経営者コミュニティ「経済界倶楽部」

CO2を吸収するコンクリートが建設業界の常識を変える 鹿島建設

技術研究所(東京都調布市)の隣に設計した「CUCO-SUICOMドーム」

鹿島建設は、CO2を吸収して固まるコンクリート「CO2-SUICOM」の技術を応用し、2025年の大阪・関西万博の会場に延床面積263.99平方メートルの「CUCO-SUICOMドーム」を建設する。CO2を吸収するコンクリートとはどのような技術なのか。ドーム建設に至ったきっかけや研究開発の道のりを聞いた。文=萩原梨湖(雑誌『経済界』2024年8月号巻頭特集「歴史が動いた! 企業の素材発掘記」より)

CO2排出量が多い建設業で変化を遂げるコンクリート

技術研究所(東京都調布市)の隣に設計した「CUCO-SUICOMドーム」
技術研究所(東京都調布市)の隣に設計した「CUCO-SUICOMドーム」

 「CO2-SUICOM」(以下SUICOM)とは、2008年に鹿島建設が中国電力、デンカ、ランデスの3社と共同で開発した環境配慮型コンクリートだ。コンクリートが固まる過程でCO2を吸い込みコンクリート内部に固定することで、製造時に発生する以上のCO2を吸収することができる。

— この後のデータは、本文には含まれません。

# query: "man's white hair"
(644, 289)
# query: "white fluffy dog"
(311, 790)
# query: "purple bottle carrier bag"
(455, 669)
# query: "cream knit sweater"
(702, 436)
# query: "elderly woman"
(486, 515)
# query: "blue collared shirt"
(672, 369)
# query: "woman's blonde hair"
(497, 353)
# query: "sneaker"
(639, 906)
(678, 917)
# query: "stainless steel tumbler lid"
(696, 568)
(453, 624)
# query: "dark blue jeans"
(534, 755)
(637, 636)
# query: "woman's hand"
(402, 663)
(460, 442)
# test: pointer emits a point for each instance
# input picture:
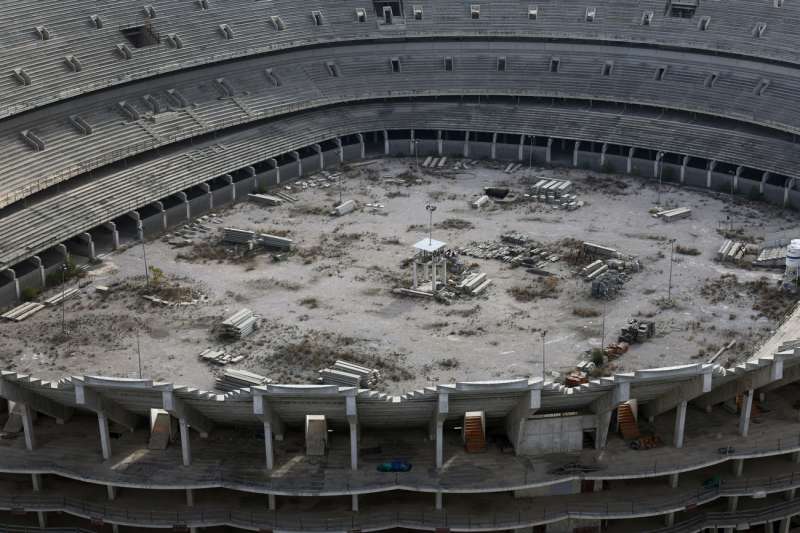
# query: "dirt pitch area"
(332, 296)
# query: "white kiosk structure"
(429, 254)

 建設業は大量の建設資材を消費し、中でもコンクリート製造に関わるCO2排出量が多く、その削減が求められている。コンクリートはセメント、水、砂利・砂を混ぜて作られる。CO2を大量に排出するのは、原料の約10%にあたるセメントの製造過程だ。セメントは石灰石(CaCO3)を約1450℃で焼いて作るが、高温にする段階で大きなエネルギーを消費するとともにCO2を排出する。さらに、石灰石がセメントの主成分である酸化カルシウム(CaO)に変化する段階で石灰石から分離されたCO2が排出される。

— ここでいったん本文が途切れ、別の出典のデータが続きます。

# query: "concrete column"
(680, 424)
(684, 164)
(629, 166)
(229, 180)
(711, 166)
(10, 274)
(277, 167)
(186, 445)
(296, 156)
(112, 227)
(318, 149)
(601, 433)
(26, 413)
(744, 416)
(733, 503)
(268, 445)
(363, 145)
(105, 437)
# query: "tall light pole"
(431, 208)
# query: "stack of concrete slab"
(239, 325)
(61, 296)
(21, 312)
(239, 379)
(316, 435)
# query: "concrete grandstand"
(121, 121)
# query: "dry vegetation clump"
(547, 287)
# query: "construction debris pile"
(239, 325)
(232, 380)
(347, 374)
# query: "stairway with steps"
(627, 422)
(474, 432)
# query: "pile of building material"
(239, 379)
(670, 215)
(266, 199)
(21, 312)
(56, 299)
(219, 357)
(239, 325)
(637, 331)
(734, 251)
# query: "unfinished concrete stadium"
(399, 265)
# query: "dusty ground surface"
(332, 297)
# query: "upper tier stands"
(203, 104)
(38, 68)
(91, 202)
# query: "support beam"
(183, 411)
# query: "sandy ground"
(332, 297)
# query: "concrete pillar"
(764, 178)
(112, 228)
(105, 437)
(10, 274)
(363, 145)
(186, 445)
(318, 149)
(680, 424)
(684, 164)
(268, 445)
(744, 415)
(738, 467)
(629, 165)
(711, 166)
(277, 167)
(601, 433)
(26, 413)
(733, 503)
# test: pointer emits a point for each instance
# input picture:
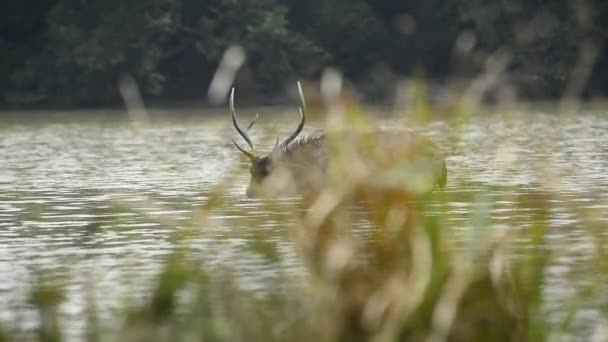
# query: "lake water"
(98, 201)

 通常のコンクリートは、セメントと水が反応することで固まるが、SUICOMはCO2を吸収することで固まる。SUICOMは、セメントの一部を「ガンマC2S」というCO2を吸収するカルシウム系の鉱物を含んだ素材に置き換えることで、セメントの使用量を減らしつつCO2を吸収することを実現した。

 CO2を十分に吸収するまで長時間かかるため、建設現場での加工は現状ではハードルが高く、あらかじめコンクリート部材(プレキャストコンクリート)に加工しておく必要があった。高濃度CO2を充満させた養生室内で10センチ角ほどのブロックに成形し、歩車道の境界ブロックや舗装コンクリートブロックなどとして使用するのがこれまでの活用方法だった。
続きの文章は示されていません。